Melansir dari laman Pulse.ng, Jumat (2/10/2020), ketika seorang anak lahir, orang yang mengunjungi keluarga harus meludahi bayi tersebut. Keyakinannya adalah jika mereka memuji seorang bayi, maka akan dikutuk dan mungkin tidak bertahan lama. Untuk itu, mereka justru akan mengatakan hal hal buruk tentang anak tersebut sambil meludahinya.
Artinya jika seorang anak lahir, semua pengunjung dari suku Maasai harus meludahi bayi yang baru lahir tersebut. Hal itu juga berlaku bagi orang tua anak, termasuk keluarga dan kerabat. Meludahi anak yang baru lahir merupakan cara mereka untuk memberkati bayi dengan keberuntungan dan umur panjang.
Penduduk suku Maasai di Kenya dan Tanzania menganggap meludah sebagai tanda penghormatan dan berkah. Bahkan, mereka telah memasukkannya ke dalam budaya menyapa mereka. Mereka juga meludah ke telapak tangan sebelum berjabat tangan.
Tak hanya itu, para ayah di suku tersebut memberkati anak perempuan mereka pada hari pernikahan dengan meludahi dahi pengantin wanita. Gadis suku Maasai dari Kenya biasanya diberikan atau dinikahkan dengan seorang pria yang jauh lebih tua dari pengantin wanita. Pada upacara pernikahan, ayah atau saudara laki laki pengantin wanita akan meludah di kepala sebagai berkah.

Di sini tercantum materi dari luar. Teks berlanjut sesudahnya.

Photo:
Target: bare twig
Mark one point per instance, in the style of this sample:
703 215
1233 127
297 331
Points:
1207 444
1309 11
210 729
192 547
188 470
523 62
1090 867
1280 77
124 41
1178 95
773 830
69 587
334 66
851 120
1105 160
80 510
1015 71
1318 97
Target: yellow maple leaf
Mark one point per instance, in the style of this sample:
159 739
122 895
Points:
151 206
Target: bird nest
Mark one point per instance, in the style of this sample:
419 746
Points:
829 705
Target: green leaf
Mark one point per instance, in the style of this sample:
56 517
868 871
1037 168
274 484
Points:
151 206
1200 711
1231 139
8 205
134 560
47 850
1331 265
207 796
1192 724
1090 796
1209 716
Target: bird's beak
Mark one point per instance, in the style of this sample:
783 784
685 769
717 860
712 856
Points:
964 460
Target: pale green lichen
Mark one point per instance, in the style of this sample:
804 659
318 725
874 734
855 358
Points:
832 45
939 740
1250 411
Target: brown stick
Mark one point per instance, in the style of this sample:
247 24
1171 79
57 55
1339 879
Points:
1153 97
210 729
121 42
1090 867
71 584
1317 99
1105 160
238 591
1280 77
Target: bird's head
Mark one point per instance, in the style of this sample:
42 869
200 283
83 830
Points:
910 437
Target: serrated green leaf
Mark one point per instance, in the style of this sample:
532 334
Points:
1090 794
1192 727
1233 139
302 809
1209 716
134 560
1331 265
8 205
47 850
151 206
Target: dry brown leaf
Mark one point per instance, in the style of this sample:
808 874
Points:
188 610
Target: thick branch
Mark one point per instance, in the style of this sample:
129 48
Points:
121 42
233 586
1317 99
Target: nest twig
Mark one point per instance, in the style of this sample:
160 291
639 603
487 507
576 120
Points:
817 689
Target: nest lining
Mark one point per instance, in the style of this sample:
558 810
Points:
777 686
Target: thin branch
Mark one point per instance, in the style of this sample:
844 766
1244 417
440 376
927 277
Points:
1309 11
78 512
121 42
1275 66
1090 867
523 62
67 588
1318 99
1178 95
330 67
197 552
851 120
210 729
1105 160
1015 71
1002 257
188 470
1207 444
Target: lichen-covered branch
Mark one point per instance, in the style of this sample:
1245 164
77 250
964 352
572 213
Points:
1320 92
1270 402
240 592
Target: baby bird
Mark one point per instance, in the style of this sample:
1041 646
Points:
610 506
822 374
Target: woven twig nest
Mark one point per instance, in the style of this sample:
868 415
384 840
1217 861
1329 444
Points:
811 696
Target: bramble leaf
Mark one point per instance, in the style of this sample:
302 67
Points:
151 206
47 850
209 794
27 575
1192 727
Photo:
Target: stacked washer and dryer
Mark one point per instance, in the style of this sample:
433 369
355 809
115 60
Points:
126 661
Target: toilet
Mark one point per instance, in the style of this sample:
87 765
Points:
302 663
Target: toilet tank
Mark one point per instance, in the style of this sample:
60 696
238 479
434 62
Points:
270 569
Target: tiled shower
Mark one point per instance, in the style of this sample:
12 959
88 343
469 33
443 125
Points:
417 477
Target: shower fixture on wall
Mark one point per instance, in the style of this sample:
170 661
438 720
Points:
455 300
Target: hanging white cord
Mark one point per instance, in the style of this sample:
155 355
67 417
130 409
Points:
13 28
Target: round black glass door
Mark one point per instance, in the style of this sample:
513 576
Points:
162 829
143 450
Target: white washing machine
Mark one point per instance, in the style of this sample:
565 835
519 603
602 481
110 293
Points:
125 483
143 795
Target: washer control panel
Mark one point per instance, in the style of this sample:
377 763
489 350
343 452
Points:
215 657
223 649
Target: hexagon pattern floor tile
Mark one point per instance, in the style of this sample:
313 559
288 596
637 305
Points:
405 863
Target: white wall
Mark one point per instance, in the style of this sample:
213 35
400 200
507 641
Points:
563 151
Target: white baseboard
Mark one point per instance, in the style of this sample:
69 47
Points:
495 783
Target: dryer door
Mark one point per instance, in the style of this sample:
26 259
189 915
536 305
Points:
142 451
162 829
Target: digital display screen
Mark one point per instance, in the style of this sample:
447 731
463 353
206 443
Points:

Baru kemudian anak wanita boleh meninggalkan rumah dengan suaminya. Budaya unik sebelum pernikahan juga bisa dijumpai di Suku Mursi. Suku Mursi adalah sebuah suku yangtinggaldi kawasan perbatasan Sudan Selatan.
Ketika seorang gadis dari Suku Mursi beranjak dewasa, dia akan memulai proses peregangan bibir. Gigi bagian bawah gadis tersebut akan dibcabut dan diberi lempengan dari tanah liat yang ukurannya bertambah setiap tahun. Lempengan itu dimasukkan ke dalam bibir sehingga membuatnya meregang.
Dikatakan bahwa semakin besar lempengan, maka semakin tinggi nilai wanita tersebut sebelum dia menikah. Wanita di Suku Mursi hanya memakai lempengan dalam waktu singkat karena sangat berat dan tidak nyaman. Konon, lempengan dari tanah liat tersebut awalnya digunakan untuk mencegah penangkapan oleh pedagang budak.
Praktik tersebut pertama kali dilakukan untuk membuat mereka terlihat jelek ketika pedagang Arab terus menerus menggerebek desa mereka untuk mencari budak. Namun, penjelasan itu ditolak karena penelitian mengungkapkan bahwa lempengan tersebut merupakan simbol status sosial di kalangan masyarakat Suku Mursi.